By Shelley Decoste
I am leading a campaign to change the word “disability” to “diversability”. The reason behind changing the name is to make a positive twist on a word that can have negative implications. The word “disabilities” is associated with the past and people’s negative experiences with institutions. I am looking to change the word to “diversabilities” because these institutions are now closed and I want to focus instead on the abilities of people now and in the future. People with diversabilities do not want to be a burden to society, but instead want to be contributors and participants in society.
I hated growing up being labeled as a disabled person. I couldn’t figure out why people were labeling me because there were so many things I could do. I started hearing the word diversity in other places and conversations and when I looked it up in the dictionary the definition seemed like a much more logical explanation to describe what people who have been labeled can do. It seems that everybody gets hung up on the “dis” part of the word and I want to change it to be more positive. Imagine when someone like me goes and applies for a job. If I said I had a “diversability” instead of a “disability”, maybe it would be easier for the employer to think about accommodations. If you look at other groups who have advocated for changing language that isn’t respectful, they are now seen in a more positive way.
I have been using the word for about 10 years now. For a little while it was weird because I always had to explain it. But when I stop and tell people why I use the word “diversability” they start to think about how they talk and most of the time they say, “Of course!
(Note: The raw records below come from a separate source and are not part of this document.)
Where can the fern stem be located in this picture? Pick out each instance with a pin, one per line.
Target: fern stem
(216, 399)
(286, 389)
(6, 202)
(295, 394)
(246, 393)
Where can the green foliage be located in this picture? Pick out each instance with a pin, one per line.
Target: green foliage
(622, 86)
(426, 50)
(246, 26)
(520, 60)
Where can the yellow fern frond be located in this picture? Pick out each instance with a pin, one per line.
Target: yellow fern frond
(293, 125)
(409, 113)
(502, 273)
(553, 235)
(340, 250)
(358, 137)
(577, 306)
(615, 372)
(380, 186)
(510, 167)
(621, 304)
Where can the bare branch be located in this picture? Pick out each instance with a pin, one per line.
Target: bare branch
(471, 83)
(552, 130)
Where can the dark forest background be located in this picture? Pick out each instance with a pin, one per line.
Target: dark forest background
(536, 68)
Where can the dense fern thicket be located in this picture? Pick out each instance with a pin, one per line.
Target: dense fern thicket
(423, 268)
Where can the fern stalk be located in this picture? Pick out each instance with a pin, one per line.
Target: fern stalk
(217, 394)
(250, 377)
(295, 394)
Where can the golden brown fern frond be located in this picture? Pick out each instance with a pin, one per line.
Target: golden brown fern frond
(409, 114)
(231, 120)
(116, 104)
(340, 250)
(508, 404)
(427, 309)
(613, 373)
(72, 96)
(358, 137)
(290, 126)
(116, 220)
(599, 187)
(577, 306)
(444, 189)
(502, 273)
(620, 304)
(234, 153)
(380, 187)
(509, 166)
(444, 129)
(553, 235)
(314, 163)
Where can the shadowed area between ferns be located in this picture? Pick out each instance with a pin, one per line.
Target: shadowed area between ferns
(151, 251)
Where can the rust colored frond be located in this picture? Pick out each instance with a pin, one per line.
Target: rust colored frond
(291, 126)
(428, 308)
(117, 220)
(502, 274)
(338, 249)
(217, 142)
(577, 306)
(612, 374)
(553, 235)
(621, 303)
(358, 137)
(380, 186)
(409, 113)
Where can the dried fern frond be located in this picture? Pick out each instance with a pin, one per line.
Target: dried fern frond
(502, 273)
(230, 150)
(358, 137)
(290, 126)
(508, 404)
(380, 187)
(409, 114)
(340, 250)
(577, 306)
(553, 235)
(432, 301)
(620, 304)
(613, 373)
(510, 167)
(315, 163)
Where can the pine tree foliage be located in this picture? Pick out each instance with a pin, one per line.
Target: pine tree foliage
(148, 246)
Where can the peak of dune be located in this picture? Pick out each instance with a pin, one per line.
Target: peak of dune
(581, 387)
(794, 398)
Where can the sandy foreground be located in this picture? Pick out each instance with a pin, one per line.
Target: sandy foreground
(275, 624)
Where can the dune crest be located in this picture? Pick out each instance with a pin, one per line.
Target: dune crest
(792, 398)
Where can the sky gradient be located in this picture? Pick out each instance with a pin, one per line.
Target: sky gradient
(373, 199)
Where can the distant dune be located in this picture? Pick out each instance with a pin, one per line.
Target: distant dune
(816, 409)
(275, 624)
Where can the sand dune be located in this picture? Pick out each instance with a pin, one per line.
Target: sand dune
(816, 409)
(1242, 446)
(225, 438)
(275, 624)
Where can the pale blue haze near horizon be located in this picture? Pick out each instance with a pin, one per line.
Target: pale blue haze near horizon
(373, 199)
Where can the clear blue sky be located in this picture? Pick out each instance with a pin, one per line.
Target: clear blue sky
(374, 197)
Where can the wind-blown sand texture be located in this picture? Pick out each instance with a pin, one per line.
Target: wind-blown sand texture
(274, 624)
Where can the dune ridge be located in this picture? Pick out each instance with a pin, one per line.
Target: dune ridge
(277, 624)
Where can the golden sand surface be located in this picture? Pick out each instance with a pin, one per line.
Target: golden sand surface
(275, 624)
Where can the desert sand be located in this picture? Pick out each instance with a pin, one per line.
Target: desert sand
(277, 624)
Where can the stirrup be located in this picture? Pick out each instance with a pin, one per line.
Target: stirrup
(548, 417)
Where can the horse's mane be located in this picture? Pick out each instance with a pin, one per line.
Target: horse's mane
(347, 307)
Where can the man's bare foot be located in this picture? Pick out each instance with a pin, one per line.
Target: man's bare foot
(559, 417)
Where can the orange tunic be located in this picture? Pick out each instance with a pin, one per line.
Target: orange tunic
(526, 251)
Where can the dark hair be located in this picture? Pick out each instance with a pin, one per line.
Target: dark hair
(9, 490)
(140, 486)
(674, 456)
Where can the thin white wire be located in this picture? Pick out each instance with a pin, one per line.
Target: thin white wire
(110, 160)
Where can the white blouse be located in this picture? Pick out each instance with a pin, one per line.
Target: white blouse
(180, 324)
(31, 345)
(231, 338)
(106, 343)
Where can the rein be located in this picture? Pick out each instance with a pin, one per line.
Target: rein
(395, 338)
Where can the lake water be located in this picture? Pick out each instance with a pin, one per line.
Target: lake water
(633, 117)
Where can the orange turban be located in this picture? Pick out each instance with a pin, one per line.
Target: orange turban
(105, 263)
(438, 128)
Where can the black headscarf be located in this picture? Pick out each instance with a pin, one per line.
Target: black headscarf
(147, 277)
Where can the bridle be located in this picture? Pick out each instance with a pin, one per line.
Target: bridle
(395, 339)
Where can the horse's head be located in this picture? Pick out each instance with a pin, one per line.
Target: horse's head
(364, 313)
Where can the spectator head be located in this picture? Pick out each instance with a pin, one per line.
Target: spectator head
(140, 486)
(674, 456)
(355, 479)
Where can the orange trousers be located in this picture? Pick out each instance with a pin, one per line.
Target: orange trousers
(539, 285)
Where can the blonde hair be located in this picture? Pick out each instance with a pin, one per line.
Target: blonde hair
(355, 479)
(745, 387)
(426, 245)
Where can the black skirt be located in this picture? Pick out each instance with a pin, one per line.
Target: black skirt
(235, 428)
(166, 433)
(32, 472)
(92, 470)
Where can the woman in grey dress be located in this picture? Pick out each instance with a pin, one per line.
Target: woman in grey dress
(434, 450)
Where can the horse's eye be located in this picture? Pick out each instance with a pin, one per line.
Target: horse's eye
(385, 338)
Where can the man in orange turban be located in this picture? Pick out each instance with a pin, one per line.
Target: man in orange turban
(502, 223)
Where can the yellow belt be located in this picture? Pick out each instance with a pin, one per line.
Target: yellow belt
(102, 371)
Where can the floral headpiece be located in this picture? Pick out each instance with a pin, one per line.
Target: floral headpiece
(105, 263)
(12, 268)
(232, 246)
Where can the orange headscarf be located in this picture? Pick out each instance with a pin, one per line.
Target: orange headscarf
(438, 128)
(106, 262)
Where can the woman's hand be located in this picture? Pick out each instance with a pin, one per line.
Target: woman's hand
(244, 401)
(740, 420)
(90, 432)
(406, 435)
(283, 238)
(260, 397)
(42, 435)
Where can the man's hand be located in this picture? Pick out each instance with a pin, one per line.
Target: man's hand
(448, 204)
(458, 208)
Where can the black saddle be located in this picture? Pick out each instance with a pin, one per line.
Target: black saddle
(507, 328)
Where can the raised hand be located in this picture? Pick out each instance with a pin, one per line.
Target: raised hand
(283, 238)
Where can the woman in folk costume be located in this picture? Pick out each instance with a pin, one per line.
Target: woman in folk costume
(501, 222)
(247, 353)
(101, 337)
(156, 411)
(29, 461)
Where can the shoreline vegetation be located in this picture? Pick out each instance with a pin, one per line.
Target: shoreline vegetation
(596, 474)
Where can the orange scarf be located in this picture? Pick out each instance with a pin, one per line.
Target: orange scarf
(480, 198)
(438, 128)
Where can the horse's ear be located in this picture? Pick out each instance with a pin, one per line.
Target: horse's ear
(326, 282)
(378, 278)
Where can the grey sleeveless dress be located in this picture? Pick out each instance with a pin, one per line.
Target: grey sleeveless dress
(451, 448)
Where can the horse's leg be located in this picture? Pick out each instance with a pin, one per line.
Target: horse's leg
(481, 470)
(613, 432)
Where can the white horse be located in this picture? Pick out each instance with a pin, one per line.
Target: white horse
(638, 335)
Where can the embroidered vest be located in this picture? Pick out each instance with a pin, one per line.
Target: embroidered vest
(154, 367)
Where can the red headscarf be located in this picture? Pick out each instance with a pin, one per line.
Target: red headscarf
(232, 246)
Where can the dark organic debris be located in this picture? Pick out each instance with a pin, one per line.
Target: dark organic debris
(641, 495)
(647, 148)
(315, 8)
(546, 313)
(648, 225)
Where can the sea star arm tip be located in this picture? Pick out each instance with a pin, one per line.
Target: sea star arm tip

That makes sense.” It gets everybody thinking differently. It’s so cool when I say “diversability” in a room and within minutes it’s going around and makes it back to me. That’s what I imagine can happen across the province and maybe even the country if we all work together.
I have begun work as an Inspirational Speaker, presenting at various committee meetings, conferences and gatherings on “Diversability” across the Province. I am committed to making this a Self-Advocate-led campaign welcoming as many allies and supporters as possible. Please contact me if you’d like to help sponsor promotional materials or if you’d like me to make a presentation in your community.
I strongly believe that the adoption of this word will give back the power to all people with diversabilities. I am hoping to make this into an ongoing campaign, with my ultimate goal being that “diversability” will become the Word of the Year in 2013.